High-Temperature Real-Gas Effects

Regarding the influence of high-temperature real-gas effects on instability and transition, two basic scenarios appear to play a role. The first is characterized by flow in thermo-chemical equilibrium, and by frozen flow, the second by flow in thermo-chemical non-equilibrium.

In view of the first scenario we note that high-temperature real-gas effects affect properties of the attached viscous flow, for instance the temperature and the density distribution in the direction normal to the surface. Hence they will have an indirect influence on instability and transition phenomena in the same way as pressure gradients, the thermal state of the wall, and so on have.

For the investigation and prediction of instability and transition of a boundary layer they must be taken into account therefore in order to deter­mine the mean flow properties with the needed high accuracy. We remember that the point-of-inflection properties of a boundary layer are governed by the first and the second derivative of u(y), the thermal state of the surface, i. e., the first derivative of T(y) and—via the viscosity—the wall temperature T

T w.

Thermal and chemical non-equilibrium effects on the other hand affect the stability properties of boundary layers directly.

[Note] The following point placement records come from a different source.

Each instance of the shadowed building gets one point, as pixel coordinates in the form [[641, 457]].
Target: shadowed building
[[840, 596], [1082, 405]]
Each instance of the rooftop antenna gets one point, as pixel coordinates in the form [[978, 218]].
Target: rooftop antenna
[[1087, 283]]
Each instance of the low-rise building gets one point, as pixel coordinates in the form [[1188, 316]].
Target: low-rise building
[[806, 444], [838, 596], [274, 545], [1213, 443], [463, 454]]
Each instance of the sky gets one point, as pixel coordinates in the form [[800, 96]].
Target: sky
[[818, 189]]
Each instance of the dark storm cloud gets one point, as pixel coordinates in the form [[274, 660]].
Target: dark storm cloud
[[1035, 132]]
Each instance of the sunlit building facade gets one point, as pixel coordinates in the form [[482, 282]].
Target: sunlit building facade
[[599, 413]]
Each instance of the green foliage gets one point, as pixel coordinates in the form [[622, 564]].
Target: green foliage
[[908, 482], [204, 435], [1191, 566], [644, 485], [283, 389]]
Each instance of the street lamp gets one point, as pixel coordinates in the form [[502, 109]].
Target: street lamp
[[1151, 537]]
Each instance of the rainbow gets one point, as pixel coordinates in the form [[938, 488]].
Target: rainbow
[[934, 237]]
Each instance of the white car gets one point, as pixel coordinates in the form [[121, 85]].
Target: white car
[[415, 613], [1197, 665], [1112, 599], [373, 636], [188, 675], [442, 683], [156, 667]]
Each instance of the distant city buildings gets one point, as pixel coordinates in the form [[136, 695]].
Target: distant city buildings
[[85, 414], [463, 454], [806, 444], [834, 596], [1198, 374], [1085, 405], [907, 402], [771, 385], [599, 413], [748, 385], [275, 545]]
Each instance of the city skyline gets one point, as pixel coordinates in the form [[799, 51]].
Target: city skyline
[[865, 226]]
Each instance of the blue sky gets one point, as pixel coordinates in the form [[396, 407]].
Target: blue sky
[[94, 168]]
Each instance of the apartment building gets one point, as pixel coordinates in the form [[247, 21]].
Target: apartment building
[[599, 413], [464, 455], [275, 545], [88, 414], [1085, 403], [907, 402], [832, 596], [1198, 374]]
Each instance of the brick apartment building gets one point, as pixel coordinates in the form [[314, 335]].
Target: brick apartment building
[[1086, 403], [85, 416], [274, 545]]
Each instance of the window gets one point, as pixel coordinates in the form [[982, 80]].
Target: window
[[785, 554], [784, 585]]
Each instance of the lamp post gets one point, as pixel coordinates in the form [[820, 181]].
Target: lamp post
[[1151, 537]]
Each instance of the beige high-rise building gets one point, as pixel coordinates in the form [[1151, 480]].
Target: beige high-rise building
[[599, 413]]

Relaxation of chemical non-equilibrium has been shown experimentally and theoretically to stabilize boundary-layer flow, see, e. g., [61, 62]. Relaxation of rotational energy stabi­lizes, whereas relaxation of vibrational energy, contrary to what was believed until recently, can destabilize the flow strongly [63]. This holds in particular for boundary layers downstream of a blunt nose or leading edge, which is the standard situation on the hypersonic flight vehicles considered in this book.

Important again is that the wind-tunnel situation must be distinguished from the free-flight situation. In the wind-tunnel frozen vibrational non­equilibrium might exist in the free-stream flow of the test section ahead of the flight vehicle model, Fig. 5.9 in Sub-Section 5.5.2, whereas in flight the atmosphere ahead of the flight vehicle is in equilibrium. In [63] it is shown that only for the thin flat plate in the free-flight situation with weak non­equilibrium the influence of vibrational relaxation is slightly stabilizing for second-mode instabilities.